January 12, 2012    /    by

Shnakule Malware Network Reshapes Views on Cyber Crime

A highly sophisticated malware network called "Shnakule" has recently been singled out as increasingly dangerous. Many security firms are rapidly reacting and even changing their views on cyber crime operations as a result of new information.

A highly sophisticated malware network called "Shnakule" has recently been singled out as increasingly dangerous. Many security firms are rapidly reacting and even changing their views on cyber crime operations as a result of new information. The Shnakule operation employs a massive network of servers to attack websites as well as compromise pages to exploit vulnerabilities and infect end user computers.

The Department of Homeland Security (DHS) Open Source Infrastructure Report, which happens to be a very good resource for cyberecurity pros to check and review daily, posted a link to this United Kingdom (UK) article on January 10. I urge readers to take time to learn more on Shnakule. Here’s an excerpt from the UK article:

  “Shnakule spans a number of attack vectors and is believed to have been used for multiple attacks, with active servers ranging from hundreds to thousands of systems at a time….

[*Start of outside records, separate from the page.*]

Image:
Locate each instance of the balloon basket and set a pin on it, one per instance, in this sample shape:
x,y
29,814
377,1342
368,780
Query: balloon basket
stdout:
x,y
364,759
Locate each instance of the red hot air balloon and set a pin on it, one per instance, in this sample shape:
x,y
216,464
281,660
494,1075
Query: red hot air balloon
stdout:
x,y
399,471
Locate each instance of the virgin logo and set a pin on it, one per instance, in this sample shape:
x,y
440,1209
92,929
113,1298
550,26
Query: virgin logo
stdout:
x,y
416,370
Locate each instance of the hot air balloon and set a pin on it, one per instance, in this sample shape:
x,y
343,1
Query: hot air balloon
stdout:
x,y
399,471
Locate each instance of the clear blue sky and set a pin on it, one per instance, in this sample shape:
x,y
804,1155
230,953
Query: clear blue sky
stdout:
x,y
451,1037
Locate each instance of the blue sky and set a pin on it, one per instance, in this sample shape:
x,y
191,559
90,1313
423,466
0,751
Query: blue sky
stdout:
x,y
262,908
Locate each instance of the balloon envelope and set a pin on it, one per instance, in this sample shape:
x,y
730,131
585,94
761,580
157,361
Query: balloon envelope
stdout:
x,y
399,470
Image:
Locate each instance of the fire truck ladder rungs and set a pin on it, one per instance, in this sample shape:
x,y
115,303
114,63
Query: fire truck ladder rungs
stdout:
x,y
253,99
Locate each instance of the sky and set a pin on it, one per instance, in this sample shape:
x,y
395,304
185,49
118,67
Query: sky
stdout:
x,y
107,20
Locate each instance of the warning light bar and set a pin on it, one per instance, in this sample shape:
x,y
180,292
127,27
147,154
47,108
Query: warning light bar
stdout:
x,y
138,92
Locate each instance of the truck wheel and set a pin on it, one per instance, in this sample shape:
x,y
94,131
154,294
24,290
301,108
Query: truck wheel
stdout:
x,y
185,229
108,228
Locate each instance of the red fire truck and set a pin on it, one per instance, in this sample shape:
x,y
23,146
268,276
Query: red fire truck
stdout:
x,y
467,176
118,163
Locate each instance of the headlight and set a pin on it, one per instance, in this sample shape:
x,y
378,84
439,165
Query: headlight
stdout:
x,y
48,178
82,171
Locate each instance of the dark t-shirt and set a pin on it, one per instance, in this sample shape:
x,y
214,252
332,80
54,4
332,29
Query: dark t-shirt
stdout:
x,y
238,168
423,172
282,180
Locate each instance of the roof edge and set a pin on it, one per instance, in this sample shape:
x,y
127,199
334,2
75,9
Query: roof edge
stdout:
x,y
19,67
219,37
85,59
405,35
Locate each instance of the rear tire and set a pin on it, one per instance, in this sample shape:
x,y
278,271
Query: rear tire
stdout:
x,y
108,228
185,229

… He said the company's findings defy conventional knowledge of how malware and cyber crime operations work….

… Rather than looking to block attacks based on the individual activity of a site or domain, Blue Coat believes firms will need to take a wider approach and single out servers and domains that have been connected with malicious networks in the past….”

It is worth noting that the Shnakule malware network is not new in 2012. Blue Coat issued this press release back in September 2011.  

Back on July 6, 2011, Blue Coat issued this piece which called Shnakule the most dangerous malware in the early part of 2011.

Here’s an excerpt from that report:

“For the first half of 2011, Shnakule was the leading malware delivery network, both by size and effectiveness. On average during that period, this network had 2,000 unique host names per day with a peak of more than 4,300 per day. It also proved the most adept at luring users in, with an average of more than 21,000 requests and as many as 51,000 requests in a single day. Shnakule is a broad-based malware delivery network whose malicious activities include drive-by downloads, fake anti-virus and codecs, fake flash and Firefox updates, fake warez, and botnet/command and controls. Interrelated activities include pornography, gambling, pharmaceuticals, link farming, and work-at-home scams.

Not only is Shnakule far reaching as a standalone malware delivery network, it also contains many large component malware delivery networks. Ishabor, Kulerib, Rabricote and Albircpana, which all appear on the top 10 list of largest malware delivery networks, are actually components of Shnakule and extend its malicious activities to gambling-themed malware and suspicious link farming.”

My point is that DHS is highlighting this article now in open source, which means that the threat continues to grow in 2012. Risk mitigation techniques are paramount against this type of large, complex, sophisticated threat. Government enterprises to need take this malware network threat seriously and react appropriately.

Any comments or expereinces to share regarding Shnakule?